Упомянем в этой связи оригинальное сочинение Ю.Давыдова "Искусство как социологический феномен", в котором автор повествует о стандартно-потребительском отношении к эстетическим явлениям: приученная веками не замечать проявления неповторимой жизни ни вокруг себя, ни в себе публика охает и ахает, умиляется и восхищается красотой, мимо которой только что шествовала с завязанными глазами, стоит только ее, эту красоту, заключить в рамочку.

Для восприятия художественной ценности и красоты вообще в человеке должна быть природная предрасположенность. Можно продолжить мысль: если бы искусство было сильно, то сотня-другая по-доброму умных и прекрасных книг, тысяча превосходных полотен давно изменили бы людскую жизнь. Однако трагедия заключается в том, знание, даже восхищенное преклонение перед общечеловеческими ценностями не всегда порождают доброту, милосердие и терпимость. Превращенные в догмы упомянутые ценности могут привести к негативным последствиям, как и любые другие догмы.

Искусство далеко не всегда спасает от жестокости. Оно во многом само по себе – в рамке, в книге, в ноте, на которые внимание обратят или не обратят, не говоря уже о том, поймут или не поймут, примут или не примут. Помимо этого подлинное искусство не навязчиво, не агрессивно (в отличие от тиражированного). Это подчас воспринимается как слабость, ненужность, вторичность.

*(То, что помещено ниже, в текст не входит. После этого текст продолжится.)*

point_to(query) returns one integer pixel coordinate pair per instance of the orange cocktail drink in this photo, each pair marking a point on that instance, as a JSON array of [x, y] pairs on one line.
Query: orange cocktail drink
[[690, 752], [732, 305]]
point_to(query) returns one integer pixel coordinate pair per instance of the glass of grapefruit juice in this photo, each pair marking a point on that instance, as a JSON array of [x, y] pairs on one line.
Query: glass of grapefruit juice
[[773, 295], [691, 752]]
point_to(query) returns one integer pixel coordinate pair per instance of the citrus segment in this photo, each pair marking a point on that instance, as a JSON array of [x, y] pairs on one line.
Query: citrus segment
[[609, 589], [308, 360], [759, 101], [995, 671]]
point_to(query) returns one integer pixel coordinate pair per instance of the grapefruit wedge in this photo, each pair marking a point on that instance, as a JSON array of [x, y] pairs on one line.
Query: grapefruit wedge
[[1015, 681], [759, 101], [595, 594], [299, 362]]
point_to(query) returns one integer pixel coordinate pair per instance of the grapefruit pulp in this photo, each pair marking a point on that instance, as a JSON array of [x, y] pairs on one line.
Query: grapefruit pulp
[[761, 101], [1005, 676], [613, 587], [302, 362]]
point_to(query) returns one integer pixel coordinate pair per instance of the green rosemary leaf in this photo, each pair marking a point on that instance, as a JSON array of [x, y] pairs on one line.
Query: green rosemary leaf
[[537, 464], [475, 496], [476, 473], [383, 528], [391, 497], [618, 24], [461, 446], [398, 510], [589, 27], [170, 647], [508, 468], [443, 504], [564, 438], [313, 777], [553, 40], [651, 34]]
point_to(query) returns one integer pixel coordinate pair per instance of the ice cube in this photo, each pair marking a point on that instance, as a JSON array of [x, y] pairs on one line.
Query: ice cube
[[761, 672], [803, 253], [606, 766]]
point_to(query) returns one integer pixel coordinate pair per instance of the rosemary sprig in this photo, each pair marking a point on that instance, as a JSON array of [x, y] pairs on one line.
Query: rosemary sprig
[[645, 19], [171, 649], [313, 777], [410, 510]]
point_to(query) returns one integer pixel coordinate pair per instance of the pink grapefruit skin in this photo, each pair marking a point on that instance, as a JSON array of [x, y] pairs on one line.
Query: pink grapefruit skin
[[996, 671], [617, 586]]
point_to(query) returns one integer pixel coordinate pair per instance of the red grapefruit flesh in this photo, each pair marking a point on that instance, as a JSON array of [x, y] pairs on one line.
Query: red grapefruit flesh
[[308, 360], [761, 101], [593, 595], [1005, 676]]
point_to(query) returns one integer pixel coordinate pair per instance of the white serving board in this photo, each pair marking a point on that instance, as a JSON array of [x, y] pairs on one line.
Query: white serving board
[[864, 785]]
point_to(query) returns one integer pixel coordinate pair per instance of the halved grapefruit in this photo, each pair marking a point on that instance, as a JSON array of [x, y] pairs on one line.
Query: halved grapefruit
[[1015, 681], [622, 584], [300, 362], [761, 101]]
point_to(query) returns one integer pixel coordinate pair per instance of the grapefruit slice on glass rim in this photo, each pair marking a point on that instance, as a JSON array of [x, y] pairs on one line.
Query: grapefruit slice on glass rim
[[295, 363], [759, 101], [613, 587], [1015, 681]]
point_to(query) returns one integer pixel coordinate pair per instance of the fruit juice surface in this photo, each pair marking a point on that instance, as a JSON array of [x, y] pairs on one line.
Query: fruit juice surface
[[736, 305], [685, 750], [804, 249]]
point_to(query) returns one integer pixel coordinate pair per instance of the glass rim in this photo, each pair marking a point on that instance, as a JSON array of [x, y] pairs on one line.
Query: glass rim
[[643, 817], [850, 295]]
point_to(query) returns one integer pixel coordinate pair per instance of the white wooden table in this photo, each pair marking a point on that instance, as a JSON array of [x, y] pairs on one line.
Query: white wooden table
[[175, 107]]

Художник переосмысливает волнующее его прекрасное и безобразное, интуитивно смешивает их в разных пропорциях и пропускает через свои чувства. Однако в этом величии и его трагедия, ибо охватить все, отыскать и высказать суть социального или природного явления не удавалось никому. Он дает лишь свою интерпретацию материального и духовного. Художественная истина скрыта от него, но извечное стремление к ней составляет его счастье.

Художник, который поставил свой метод на поток, начинает повторяться.

Удовлетворенность мастера искусства собой носит, правило, непостоянный характер. Он – раб своего таланта. Художник обречен – его талант не дает ему ни часа передышки.

Может быть, это и есть тот исконный критерий, который отличает истинного художника от остальных людей? Однако в таком же положении находятся ученые, пытающиеся решить вечные и очередные проблемы; исследоваватели всех рангов и неутомимое племя изобретателей…

Вообще, человеку творческому уготована участь Сизифа: вкатил камень на вершину, вытер пот со лба, радостно вздохнул, улыбнулся солнцу и посмотрел на мириады глыб у подножия горы и публику, жаждущую зрелищ. Но и это далеко не все.

Красота и уродство, третируя друг друга, объективно порождают тусклую косность. Гений (талант) и бездарность, пренебрежительно снисходя друг к другу, объективно устремляются к исходному пункту, от которого берет начало усредненность. Ум и глупость, презирая свою противоположность, способствуют процветанию серенькой обыденности.

Извечная взаимная вражда добра и зла – исток умиротворенного приспособленческого ханжества, неяркого тусклого прозябания. И так из века в век. Всполохи и всплески ни о чем не говорят. Не покидает мысль о предопределенности и запрограммированности сущего, бессилии человека перед Тайной, но не допускающей к себе собственное неугомонное дитя! Горы рушатся в долины, низины вздымаются. Некто (нечто) спокойно и равнодушно взирает на очередной переполох от столкновения противоположностей.

Возникает вопрос вопросов: как из этого хаоса, стремящегося, по А.П. Чехову, к равенству, человек отдельный превращается в Художника – явление экcтpaopдинарное?

Художественное творчество весьма сложно. Выискивая свое "я", художник стремится познать мир и через него и наряду с ним – самого себя. Эти процессы не имеют четкиx границ. У художника всегда есть потребность говорить, писать по-новому. Боязнь повтора висит над ним, как дамоклов меч. Он всегда стремится быть узнаваемым незнакомцем. И стремится к этому, и блуждает в этом. Он никогда не скажет себе: "Все! Я нашел". Художник ищет беспрерывно.